- Location of Coorg State in India
- Country: India
- Region: South India
- Formation: 26 January 1950
- Dissolution: 1 November 1956

Government
- • 1952-1956: C. M. Poonacha
- Time zone: UTC+05:30 (IST)
| Preceded by | Succeeded by |
| / Coorg Province | Mysore State / |

= Coorg State =

Coorg State was a Part-C state in India which existed from 1950 to 1956. When the Constitution of India came into force on 26 January 1950, most of the existing provinces were reconstituted into states. Thus, Coorg Province became Coorg State. Coorg State was ruled by a Chief Commissioner with Mercara as its capital. The head of the government was the Chief Minister. Coorg State was abolished on 1 November 1956 as per the States Reorganisation Act, 1956 and its territory was merged with Mysore State (later renamed as Karnataka in 1973). Currently, Coorg forms a district of Karnataka state.

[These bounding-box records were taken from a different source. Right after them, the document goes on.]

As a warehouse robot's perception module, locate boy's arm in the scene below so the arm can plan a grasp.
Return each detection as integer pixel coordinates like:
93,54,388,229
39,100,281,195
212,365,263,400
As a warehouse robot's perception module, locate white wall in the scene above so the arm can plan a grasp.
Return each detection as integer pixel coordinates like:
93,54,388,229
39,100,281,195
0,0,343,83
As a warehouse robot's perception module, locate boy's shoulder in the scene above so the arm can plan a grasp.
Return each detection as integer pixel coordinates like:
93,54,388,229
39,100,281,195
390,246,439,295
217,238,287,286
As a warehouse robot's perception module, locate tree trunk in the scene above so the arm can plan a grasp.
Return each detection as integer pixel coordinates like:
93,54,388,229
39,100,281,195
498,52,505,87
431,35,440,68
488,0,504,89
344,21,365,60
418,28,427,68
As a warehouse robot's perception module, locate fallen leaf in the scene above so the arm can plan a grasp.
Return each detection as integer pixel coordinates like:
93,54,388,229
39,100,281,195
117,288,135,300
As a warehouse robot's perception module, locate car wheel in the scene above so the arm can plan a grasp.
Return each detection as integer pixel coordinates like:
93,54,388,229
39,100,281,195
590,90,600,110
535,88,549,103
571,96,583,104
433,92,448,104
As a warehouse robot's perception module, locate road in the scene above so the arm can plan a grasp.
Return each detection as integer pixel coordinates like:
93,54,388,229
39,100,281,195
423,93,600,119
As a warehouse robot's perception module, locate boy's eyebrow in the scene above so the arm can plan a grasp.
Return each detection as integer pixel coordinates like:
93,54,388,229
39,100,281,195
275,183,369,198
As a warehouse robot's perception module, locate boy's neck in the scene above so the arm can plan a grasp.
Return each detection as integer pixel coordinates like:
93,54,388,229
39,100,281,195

==Commissioners of Coorg State==
(1) Dewan Bahadur Ketolira Chengappa, became its first Chief Commissioner from 1947–1949

(2) C.T. Mudaliar became Chief Commissioner from 1949–1950

(3) Kanwar Baba Daya Singh Bedi, Chief Commissioner from 1950–1956

==Government of Coorg==
Government was formed in Coorg by Indian National Congress, who won 15 of 24 seats. Cabinet was formed with two ministers (including Chief Minister), which lasted till States Reorganisation Act on 1 November 1956.

===Chief Minister===

Cheppudira Muthana Poonacha won from Berriathnad constituency became the first and last Chief Minister of Coorg State from 1952 till 1956.

Map of Southern India before the States Reorganisation Act of 1956 with Coorg State in dark green

===Cabinet===
- Cheppudira Muthana Poonacha, who was the Chief Minister took the charge of Ministry of Finance for Coorg State.
- Kuttur Mallappa (elected to the assembly from the Sanivarsanthe constituency became the Home Minister of Coorg State

==Dissolution==
As a result of the States Reorganisation Act of 1 November 1956, when India's state boundaries were reorganised, Coorg State became a district of the then Mysore State Mysore State was later renamed as Karnataka and part of the historical region of Coorg now forms the Kodagu district of Karnataka.